President Barack Obama yesterday announced several new initiatives to combat human trafficking and publically thanked Johns Hopkins University for its work helping victims. The Administration also announced a partnership among the Johns Hopkins Bloomberg School of Public Health, the Goldman Sachs Foundation and the Advisory Council on Child Trafficking.
In his remarks to the Clinton Global Initiative, the President listed a new assessment program, strengthened training for investigators, the development of new online tools, stricter rules for contractors, and increased services for victims among the many additional steps he has directed his Administration to take in the fight against what he called “modern slavery.”
According to a White House fact sheet released yesterday, the Administration’s new initiatives will augment other work being done to stop human trafficking including the Bloomberg School’s partnership with the Goldman Sachs Foundation and the Advisory Council on Child Trafficking.

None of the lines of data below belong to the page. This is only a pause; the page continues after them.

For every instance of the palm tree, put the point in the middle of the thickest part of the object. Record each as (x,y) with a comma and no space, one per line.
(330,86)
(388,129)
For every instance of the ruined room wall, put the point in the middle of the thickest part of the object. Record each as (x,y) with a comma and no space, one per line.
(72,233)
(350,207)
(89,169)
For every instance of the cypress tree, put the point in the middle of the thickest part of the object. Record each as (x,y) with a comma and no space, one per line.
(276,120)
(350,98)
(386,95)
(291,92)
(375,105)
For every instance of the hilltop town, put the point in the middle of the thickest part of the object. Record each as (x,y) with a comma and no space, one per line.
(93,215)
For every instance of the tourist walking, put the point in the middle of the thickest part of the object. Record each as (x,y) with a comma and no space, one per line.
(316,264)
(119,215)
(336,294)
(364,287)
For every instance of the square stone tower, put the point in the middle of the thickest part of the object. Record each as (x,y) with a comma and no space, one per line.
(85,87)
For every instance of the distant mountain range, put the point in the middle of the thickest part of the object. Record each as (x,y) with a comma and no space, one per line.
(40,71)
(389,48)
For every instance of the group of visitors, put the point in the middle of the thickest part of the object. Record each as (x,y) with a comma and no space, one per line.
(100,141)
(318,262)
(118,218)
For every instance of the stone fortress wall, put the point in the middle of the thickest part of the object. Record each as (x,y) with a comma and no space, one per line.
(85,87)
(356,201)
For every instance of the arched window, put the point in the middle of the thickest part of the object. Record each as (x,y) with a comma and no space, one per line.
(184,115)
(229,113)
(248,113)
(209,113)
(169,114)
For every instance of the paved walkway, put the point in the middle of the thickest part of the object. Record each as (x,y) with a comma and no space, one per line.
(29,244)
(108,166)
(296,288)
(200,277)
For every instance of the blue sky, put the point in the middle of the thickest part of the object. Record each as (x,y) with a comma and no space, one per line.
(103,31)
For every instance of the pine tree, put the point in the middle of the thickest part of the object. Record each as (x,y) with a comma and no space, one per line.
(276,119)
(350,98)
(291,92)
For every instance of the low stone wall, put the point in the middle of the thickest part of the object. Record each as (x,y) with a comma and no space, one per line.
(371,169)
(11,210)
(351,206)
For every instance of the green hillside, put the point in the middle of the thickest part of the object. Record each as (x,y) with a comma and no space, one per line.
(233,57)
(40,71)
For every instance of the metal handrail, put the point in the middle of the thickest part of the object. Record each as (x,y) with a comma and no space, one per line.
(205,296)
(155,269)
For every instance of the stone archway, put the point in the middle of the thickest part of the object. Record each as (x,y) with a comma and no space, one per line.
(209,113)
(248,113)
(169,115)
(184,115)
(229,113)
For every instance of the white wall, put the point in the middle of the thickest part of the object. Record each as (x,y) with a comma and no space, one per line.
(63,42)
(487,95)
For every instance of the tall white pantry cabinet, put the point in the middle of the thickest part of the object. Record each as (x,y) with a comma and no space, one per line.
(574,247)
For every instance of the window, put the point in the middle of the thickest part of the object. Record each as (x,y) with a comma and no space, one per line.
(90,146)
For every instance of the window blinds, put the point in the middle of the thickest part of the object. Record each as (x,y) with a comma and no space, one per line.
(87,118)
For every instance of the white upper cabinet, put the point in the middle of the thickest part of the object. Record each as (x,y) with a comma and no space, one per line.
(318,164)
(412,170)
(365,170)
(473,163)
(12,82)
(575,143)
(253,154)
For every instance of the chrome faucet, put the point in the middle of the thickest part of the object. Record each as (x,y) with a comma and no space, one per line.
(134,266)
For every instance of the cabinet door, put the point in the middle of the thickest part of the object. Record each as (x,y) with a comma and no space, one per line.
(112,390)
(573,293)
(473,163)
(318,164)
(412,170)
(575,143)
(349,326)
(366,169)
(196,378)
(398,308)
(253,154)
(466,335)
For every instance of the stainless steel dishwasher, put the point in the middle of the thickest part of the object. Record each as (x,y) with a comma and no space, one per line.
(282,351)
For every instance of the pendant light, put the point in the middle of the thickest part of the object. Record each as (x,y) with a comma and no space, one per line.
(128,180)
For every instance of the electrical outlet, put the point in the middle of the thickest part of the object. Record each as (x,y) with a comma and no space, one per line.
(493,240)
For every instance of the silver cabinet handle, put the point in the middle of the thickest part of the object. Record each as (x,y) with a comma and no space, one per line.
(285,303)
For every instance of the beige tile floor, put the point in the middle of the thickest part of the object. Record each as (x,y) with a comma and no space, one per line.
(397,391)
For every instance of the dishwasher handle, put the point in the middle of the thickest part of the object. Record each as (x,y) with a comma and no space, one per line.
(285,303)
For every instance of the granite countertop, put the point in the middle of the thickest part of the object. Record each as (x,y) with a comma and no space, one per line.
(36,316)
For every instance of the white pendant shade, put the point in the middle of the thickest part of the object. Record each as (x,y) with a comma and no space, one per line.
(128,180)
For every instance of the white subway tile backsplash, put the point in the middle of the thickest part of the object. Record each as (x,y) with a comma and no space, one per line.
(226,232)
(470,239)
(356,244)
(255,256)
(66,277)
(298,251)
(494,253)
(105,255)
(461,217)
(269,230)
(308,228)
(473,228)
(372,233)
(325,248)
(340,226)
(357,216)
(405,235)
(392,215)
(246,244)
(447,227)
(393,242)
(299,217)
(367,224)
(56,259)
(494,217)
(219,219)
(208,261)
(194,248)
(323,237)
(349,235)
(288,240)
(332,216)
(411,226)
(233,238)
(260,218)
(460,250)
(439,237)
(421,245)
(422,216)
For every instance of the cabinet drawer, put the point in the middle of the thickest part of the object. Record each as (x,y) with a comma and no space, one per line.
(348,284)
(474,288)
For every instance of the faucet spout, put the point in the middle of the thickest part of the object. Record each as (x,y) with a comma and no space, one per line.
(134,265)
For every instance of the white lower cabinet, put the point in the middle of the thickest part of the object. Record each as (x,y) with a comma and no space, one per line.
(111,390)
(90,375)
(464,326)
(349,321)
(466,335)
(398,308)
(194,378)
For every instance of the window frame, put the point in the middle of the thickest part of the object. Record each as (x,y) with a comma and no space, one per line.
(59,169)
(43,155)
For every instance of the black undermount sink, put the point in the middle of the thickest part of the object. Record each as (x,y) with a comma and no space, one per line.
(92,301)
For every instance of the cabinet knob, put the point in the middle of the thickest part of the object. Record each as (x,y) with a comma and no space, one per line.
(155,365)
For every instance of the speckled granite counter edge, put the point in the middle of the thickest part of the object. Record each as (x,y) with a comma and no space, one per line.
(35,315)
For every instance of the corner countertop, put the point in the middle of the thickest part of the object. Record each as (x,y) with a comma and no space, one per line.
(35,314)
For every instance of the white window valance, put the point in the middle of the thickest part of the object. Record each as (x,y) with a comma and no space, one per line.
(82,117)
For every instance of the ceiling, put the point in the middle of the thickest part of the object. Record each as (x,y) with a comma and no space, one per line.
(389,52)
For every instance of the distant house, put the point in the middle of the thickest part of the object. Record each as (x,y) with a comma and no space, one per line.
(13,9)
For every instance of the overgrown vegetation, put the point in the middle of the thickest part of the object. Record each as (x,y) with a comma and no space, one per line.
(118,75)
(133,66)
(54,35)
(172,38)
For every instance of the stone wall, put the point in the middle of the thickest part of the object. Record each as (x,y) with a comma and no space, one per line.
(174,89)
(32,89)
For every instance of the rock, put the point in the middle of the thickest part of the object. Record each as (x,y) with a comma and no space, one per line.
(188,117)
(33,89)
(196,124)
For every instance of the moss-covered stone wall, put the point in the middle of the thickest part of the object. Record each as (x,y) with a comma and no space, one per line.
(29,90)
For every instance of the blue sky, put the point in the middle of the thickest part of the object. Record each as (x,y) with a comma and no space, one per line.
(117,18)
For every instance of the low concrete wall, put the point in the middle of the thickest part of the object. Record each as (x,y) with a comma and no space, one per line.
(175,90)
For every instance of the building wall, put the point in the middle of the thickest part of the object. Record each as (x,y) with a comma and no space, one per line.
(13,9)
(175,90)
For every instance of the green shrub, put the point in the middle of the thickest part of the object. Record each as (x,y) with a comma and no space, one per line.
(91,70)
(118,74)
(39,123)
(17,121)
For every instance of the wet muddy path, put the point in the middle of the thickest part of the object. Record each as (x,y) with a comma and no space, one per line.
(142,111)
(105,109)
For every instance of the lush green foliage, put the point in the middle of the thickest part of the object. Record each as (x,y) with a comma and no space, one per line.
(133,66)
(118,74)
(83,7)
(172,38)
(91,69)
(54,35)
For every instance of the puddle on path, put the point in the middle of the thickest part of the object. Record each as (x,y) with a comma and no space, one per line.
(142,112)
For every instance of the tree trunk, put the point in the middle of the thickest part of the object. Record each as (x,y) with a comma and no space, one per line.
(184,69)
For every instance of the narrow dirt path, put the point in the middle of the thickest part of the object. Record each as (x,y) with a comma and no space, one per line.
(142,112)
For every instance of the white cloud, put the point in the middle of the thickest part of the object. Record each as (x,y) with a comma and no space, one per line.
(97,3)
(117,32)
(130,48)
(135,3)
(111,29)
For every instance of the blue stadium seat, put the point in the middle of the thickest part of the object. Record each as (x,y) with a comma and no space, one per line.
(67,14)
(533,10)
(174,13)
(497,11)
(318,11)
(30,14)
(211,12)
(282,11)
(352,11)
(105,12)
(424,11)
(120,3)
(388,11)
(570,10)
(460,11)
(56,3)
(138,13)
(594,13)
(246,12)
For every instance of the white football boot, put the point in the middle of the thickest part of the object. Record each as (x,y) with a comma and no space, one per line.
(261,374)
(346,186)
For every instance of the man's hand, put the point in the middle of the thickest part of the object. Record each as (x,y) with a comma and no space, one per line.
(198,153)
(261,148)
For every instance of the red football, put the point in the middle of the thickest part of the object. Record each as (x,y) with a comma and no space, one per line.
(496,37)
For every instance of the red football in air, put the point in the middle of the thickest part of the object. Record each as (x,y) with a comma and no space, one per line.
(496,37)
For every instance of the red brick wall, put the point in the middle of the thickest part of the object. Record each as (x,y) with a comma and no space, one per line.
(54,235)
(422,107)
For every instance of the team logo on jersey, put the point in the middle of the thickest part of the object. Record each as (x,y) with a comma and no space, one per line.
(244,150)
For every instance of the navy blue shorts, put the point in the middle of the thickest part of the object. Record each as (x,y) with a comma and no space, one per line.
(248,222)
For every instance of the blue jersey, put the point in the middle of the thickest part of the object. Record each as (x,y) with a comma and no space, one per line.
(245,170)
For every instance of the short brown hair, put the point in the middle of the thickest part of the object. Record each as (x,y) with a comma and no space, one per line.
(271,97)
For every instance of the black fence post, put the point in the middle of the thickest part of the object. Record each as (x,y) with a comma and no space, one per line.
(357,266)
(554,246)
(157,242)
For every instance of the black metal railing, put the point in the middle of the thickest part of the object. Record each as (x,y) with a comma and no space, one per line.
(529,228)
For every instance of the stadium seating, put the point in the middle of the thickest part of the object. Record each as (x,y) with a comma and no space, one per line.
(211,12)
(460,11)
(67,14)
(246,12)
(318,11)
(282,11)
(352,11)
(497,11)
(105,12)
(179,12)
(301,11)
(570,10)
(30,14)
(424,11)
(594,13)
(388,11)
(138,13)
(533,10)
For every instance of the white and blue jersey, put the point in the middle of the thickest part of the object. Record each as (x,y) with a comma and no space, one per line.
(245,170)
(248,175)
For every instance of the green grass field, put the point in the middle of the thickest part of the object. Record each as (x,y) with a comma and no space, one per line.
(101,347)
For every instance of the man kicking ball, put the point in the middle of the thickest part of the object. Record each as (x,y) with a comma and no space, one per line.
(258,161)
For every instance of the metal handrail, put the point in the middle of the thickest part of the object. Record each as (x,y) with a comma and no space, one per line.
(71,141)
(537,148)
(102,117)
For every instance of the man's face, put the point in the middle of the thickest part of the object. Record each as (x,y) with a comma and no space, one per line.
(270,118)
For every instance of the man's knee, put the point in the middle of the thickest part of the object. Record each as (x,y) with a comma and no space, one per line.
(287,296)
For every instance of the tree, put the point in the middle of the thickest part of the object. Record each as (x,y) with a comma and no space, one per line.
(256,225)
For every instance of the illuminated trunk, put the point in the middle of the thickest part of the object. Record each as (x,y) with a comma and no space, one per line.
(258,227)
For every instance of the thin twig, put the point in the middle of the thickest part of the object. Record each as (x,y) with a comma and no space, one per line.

The new partnership, led by Judith Bass, PhD, MPH, assistant professor in the Department of Mental Health, and Elizabeth Letourneau, PhD, associate professor in the Department of Mental Health, will focus on informing best practices and gaps in evidence for the prevention of child sex trafficking and treatment for survivors in the United States. A two-day symposium about this work is planned for the spring of 2013.
Human trafficking victimizes more than 20 million people around the world, both in the United States and abroad.